Comunicação em saúde em tempos de pandemia


Que a comunicação ganhou um lugar de importância mais forte durante a pandemia da COVID-19, que ainda enfrentamos, não é novidade. A informação de qualidade sobre os desdobramentos e descobertas da doença, número de casos e mortes tomou conta dos principais veículos de imprensa, inclusive gerando união entre eles, acima de qualquer concorrência, para as apurações sobre o coronavírus.


Do outro lado da tela, nas casas dos “quarentenados”, a comunicação também ganhava outra proporção. Era o caminho para novos conteúdos e formas de interação entre amigos e famílias que estavam distantes e para que milhares de empresas continuassem ativas no esquema home office. Lives, podcasts e reuniões online, com certeza, marcaram 2020.
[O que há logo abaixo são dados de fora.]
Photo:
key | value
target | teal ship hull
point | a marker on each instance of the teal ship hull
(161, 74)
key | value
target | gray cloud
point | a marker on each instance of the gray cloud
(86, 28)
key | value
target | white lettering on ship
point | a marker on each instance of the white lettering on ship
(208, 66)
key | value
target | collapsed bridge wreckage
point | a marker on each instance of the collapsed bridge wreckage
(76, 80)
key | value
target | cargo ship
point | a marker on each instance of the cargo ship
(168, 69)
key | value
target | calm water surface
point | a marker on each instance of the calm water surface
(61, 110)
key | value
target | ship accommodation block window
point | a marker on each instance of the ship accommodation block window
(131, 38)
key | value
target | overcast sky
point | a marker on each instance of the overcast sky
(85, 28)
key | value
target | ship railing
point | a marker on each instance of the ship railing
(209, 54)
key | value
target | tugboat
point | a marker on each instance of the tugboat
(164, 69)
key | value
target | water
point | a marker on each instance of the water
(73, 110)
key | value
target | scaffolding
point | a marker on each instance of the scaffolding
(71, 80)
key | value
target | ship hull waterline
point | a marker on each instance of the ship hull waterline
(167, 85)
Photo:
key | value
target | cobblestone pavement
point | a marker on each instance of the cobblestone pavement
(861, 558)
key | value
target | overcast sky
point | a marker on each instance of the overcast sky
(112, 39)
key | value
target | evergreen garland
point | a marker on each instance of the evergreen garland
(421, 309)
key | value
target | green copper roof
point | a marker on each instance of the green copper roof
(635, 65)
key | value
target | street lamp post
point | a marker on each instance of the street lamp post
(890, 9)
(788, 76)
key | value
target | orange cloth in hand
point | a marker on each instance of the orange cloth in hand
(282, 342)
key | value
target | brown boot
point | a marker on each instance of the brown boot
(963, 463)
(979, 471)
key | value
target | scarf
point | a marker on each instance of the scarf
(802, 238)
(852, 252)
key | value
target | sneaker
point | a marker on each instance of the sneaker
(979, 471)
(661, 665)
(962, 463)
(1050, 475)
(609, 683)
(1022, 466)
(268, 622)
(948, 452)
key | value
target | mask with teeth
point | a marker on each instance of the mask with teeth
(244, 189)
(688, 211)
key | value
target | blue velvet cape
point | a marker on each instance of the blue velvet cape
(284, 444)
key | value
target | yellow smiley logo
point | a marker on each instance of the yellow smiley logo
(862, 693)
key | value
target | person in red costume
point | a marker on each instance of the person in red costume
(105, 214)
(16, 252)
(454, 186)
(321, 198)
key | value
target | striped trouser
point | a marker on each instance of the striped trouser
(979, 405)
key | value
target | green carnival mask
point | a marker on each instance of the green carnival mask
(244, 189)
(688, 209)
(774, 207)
Mas existe uma terceira faceta deste cenário que é importante destacar. Em meio ao caos, a saúde, claro, se tornou lugar de segurança. O medo da doença desconhecida fez com que nós, enquanto espectadores, confiássemos mais em mídias tradicionais e alternativas que traziam informações sobre qualidade de vida, imunidade e formas de nos mantermos saudáveis. Tudo isso afetou o consumo: pesquisa da Ernst & Young mostrou que 84% dos entrevistados pretendem gastar mais com produtos e serviços de cuidados pessoais e que 50% deles vão valorizar mais o consumo de saúde nos próximos cinco anos.


Já o Sebrae também chamou a atenção para o novo comportamento do consumidor na pandemia e apontou que está havendo um crescente interesse por produtos para a manutenção da saúde e priorização de serviços voltados a bem-estar, como terapias, por exemplo.


Todo este contexto reacendeu o mercado da comunicação em saúde. Profissionais liberais, clínicas, hospitais e centros de terapias holísticas se deram conta da necessidade de terem apoio técnico em suas divulgações e gestão de crise, abrindo espaço para o marketing digital e para a assessoria de imprensa.


É muito interessante perceber as mudanças no mercado, afetado pelas crises mundiais, diretamente na nossa empresa e na procura (ou não!) pelos serviços que oferecemos.


O que mais você acha que ganhou força em 2020?